Doppio cognome, finalmente pari i due genitori
mercoledì 9 novembre 2016

Per qualche irriducibile difensore di una certa archeologia paterna, la decisione della Consulta che ha definito illegittima la norma che prevede l’automatica attribuzione del solo cognome paterno al figlio, in presenza di una diversa volontà dei genitori, potrà avere il sapore dell’ennesima prevaricazione contro il ruolo tradizionale della supremazia maschile nella coppia. Ora, al di là del fatto che questa prospettiva asimmetrica è per fortuna tramontata quasi ovunque nel mondo civile, la sentenza che apre finalmente la strada alla possibilità di arrivare in tempi più brevi a una legge che attribuisce ai figli il doppio cognome, va salutata con soddisfazione. Si tratta infatti di una scelta che non solo non va a ledere in alcun modo il bene autentico della famiglia, ma riconosce anche simbolicamente quella pari dignità genitoriale già radicata nelle dinamiche ordinarie della vita familiare e, prima ancora, nella verità biologica. Questo sul piano ideale.

Su quello concreto la questione potrebbe non risultare così limpida. Si tratterà infatti di leggere con attenzione il dispositivo della sentenza per verificare che la strada aperta ieri dai giudici costituzionali vada davvero nella direzione di considerare i cognomi della madre e del padre su un piano effettivamente paritetico. E, soprattutto, di accertare che la sentenza non aggiunga confusione a confusione. In che modo per esempio i giudici costituzionali hanno considerato il testo già approvato dalla Camera il 24 settembre del 2014? Quella norma, su cui tante divergenze si sono accese, ne uscirà rafforzata o indebolita? Nel lungo dibattito giuridico e culturale che da anni investe la questione del 'doppio cognome', con pronunciamenti europei che si sono sovrapposti e intrecciati alle decisioni di casa nostra, sono via via emerse non poche criticità. Il codice civile, all’articolo 6, configura il 'diritto al nome' come dato inalienabile della persona. «Ogni persona – recita il testo – ha diritto al nome che le è per legge attribuito». Ciò significa che la legge individua nel nome, che comprende evidentemente anche il cognome, un tratto identitario della persona. Un diritto alla specificità personale che è unica e irripetibile e che discende direttamente dalla generazione.

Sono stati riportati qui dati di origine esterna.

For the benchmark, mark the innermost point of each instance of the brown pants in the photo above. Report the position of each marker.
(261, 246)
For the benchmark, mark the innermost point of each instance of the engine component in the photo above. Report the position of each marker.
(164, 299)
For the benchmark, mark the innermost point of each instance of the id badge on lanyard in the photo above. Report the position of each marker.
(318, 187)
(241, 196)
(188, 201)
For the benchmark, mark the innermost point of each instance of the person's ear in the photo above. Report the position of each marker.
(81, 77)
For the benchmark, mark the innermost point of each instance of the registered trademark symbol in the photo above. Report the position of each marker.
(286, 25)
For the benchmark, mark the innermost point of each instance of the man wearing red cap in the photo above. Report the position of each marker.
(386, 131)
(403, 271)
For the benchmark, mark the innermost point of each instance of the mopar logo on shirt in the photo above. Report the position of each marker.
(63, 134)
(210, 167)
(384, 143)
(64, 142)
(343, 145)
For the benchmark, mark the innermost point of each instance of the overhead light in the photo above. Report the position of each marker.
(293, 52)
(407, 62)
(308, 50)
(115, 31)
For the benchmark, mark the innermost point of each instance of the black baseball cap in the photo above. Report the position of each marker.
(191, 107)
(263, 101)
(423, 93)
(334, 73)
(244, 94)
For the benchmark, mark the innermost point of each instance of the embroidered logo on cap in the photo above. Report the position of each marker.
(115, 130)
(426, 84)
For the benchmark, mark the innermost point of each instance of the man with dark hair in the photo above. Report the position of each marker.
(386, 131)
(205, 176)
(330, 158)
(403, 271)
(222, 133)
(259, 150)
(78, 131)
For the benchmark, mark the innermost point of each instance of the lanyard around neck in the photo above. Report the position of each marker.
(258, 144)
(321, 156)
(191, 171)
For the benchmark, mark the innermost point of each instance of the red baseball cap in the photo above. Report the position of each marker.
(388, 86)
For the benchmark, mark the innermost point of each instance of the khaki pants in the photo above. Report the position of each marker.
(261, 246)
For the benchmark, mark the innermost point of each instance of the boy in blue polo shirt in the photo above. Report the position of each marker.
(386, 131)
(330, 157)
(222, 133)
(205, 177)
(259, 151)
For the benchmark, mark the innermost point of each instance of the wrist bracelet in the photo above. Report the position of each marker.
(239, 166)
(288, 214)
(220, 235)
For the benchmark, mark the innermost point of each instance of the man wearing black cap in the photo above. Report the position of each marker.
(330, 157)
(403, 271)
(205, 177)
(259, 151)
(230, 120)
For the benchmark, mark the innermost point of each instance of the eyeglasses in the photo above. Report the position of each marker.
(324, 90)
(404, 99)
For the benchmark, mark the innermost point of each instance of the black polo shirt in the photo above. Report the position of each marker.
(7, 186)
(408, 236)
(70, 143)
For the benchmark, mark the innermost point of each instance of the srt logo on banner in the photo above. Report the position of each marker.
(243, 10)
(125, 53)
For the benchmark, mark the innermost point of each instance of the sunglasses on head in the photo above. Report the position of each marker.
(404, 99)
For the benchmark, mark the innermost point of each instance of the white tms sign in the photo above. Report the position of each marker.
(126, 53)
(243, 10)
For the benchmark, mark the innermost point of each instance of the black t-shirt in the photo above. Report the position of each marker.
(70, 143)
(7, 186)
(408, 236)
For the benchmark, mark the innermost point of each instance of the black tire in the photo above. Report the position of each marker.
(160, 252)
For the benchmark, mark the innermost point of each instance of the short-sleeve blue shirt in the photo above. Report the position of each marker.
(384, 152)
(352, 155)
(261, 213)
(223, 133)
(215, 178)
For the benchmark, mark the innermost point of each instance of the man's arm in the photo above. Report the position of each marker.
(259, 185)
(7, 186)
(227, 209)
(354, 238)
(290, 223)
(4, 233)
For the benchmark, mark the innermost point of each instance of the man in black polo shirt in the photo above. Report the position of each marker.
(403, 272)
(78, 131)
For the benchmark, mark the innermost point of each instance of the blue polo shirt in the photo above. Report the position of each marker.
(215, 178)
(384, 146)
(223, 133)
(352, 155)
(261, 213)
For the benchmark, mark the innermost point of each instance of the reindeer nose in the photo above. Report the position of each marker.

Ora, se il fatto di poter attribuire al figlio anche il cognome della madre riflette la realtà concreta della nuova vita, frutto di due discendenze che si incontrano e fondono i propri destini, potrebbe risultare non immediato capire cosa succederà in caso di divorzio. Potrebbe capitare per esempio – e purtroppo capita – che dopo la nascita del primo figlio a cui sono stati assegnati i cognomi di entrambi, la coppia decida di divorziare e il marito si risposi. La nuova moglie che decida di adottare il figlio, potrebbe anche attribuirgli il suo cognome? Ma se il figlio, geloso della propria identità già consolidata – il caso per esempio di un adolescente – non fosse d’accordo? Altro problema. Dopo la prima generazione a 'doppio cognome', quale si perde e quale si mantiene nelle successive? Sarà anche questa una possibilità da individuare caso per caso? Tutta da chiarire anche la questione dell’ordine con cui attribuire il doppio cognome. La legge in discussione in commissione Giustizia del Senato stabilisce che spetti ai genitori decidere liberamente se inserire prima quello della madre o del padre. Se non vi è accordo, ma si intende ugualmente scegliere di esplicitare la doppia discendenza, bisognerà privilegiare l’ordine alfabetico. In ogni caso la scelta, una volta fatta, non dev’essere più cambiata. Altrimenti c’è il rischio che due fratelli possano avere cognomi diversi, con prevalenza dell’uno o dell’altro in modo alternato. E sarebbe evidentemente una deriva inaccettabile. In ogni caso, per l’entrata in vigore della legge – anche ora dopo la decisione della Consulta – bisognerà attendere l’approvazione del regolamento applicativo che dovrà adeguare l’ordinamento dello stato civile.

L’impressione è che un obiettivo largamente condivisibile, quello appunto di tradurre anche nominalmente quell’alterità e quella reciprocità di impegno e di dedizione che riflette il compito dei genitori, possa rischiare di attorcigliarsi in una complessità normativa in cui sono già intervenuti troppi attori. Non vorremmo che per salutare l’uscita dal patriarcato anche in maniera formale – concretamente il passo è stato compiuto da decenni – si finisca per infliggere alle famiglie che si aprono alla generazione, e sono sempre meno, un aggravio di burocrazia e di complicazioni normative. Una scelta che va, come deve andare, nella logica dell’uguaglianza e del rispetto reciproco all’interno della coppia, non può che contare su norme altrettanto trasparenti e fruibili.